In fact, it could be argued that some organizations’ strategy is to find ways to simply fire older workers. One recent study showed that 56 percent of workers ages 51-54 reported being laid off with serious financial consequences.
The December 2018 report by the Urban Institute showed older worker layoffs did not vary by gender, race, education or industry. What’s more, 90 percent of laid-off older workers who found another job said they earned less in that one compared to the first one.
“Employment becomes increasingly precarious as workers age,” the report noted. “The steady earnings that many people count on in their 50s and 60s to build their retirement savings and ensure some financial security in later life can vanish, upending retirement expectations and creating economic hardship.”
Unfazed By Phased Retirement
Employers should realize that it is only natural that people who are living longer lives want to extend their working careers, said Josh Gotbaum, guest scholar in the economic studies program at the Brookings Institution. Phased retirement is a little-used concept that allows an employee to gradually transition to not working at all. During this stretch, employers get time to have the older worker’s skills and information passed on to other workers.
Studies have shown that older workers tend to want to stay at their current employment but in a different, often less time consuming or less stressful role. Highly skilled workers in particular are not interested in moving to the local museum or discount store to greet guests.
“What most people want to do as they get older is to phase down at work and many organizations do not offer that,” Gotbaum said. “Why not find a way to make employers think twice about doing that?”
Gotbaum and Wolfe co-authored a paper for Brookings that looked at helping workers extend their time on the job. The two suggested amending the Age Discrimination in Employment Act to charge employers with age discrimination if a phased retirement program was not offered. Employers not interested in phased retirement could provide proof that the program would be too costly or impractical.
“This could provide an incentive for employers to change their current practices,” Gotbaum said.
Indeed, employers are hesitant to offer phased retirement programs.
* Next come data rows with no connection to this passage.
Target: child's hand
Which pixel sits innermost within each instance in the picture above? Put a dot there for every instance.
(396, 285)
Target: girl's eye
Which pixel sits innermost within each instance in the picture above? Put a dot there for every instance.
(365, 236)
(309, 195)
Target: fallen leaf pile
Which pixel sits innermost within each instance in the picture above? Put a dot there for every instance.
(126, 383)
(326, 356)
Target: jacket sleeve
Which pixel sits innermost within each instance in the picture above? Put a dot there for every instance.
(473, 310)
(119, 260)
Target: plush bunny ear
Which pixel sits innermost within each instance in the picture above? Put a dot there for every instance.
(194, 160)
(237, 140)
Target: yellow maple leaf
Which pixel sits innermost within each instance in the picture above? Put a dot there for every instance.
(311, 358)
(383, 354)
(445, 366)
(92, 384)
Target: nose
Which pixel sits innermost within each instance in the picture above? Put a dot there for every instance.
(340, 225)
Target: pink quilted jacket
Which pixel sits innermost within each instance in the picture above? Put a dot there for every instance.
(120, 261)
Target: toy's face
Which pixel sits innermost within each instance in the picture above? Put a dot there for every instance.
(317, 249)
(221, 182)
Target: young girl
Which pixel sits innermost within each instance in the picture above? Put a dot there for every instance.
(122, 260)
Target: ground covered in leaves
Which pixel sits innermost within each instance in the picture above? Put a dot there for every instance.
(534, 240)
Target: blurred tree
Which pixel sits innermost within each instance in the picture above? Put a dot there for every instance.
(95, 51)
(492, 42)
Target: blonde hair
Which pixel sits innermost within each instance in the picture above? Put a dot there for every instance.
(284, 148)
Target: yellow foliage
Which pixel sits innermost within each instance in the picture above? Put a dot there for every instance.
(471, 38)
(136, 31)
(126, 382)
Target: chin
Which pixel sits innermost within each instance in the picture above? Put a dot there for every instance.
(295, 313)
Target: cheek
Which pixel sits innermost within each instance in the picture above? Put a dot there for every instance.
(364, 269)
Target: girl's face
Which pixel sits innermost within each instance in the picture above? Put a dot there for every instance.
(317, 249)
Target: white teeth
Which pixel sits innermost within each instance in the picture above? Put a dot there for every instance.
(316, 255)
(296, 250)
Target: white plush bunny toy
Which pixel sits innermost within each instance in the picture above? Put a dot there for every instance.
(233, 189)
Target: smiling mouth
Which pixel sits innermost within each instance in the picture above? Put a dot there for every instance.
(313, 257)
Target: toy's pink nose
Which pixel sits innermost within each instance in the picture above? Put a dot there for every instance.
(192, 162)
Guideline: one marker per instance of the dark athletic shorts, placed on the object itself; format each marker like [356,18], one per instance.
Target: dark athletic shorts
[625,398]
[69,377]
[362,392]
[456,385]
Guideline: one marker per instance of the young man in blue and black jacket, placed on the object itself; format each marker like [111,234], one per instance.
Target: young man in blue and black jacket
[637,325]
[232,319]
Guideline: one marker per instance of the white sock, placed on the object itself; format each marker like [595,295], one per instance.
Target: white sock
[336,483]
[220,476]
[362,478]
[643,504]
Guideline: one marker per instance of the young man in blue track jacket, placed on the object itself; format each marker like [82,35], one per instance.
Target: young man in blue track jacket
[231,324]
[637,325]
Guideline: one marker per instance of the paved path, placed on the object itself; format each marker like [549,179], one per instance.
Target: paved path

A January report by Alight Consulting found that while 65 percent of respondents were very likely to expand financial well-being programs, only 4 percent wanted to evaluate phased retirement alternatives this year.
The GAO’s report showed 71 percent of employers are reluctant to offer phased retirement programs because federal tax and age discrimination laws are vague; in addition, some rules may hurt employee benefits and certain Internal Revenue Code nondiscrimination rules can be tricky too. For example, some defined benefit plans use an employee’s salary in the last five years of work to determine a final benefit. Reduced hours may severely damage that worker’s final payout.
Interestingly, the GAO found a handful of organizations that were able to set policies working around these types of obstacles. Five companies set age and service policies to their phased retirement program to bypass IRC nondiscrimination policies. Some identified the program as meeting a business need. To avoid discrimination issues, some employers said they do not advertise the program. They wait until performance reviews or other likely scenarios where the topic naturally comes up.
Overall, companies that offered phased retirement found it helpful to their organizations, the GAO reported. They had an even knowledge transfer, a smooth transition to retirement for employee and employer, as well as increased employer confidence in workforce planning.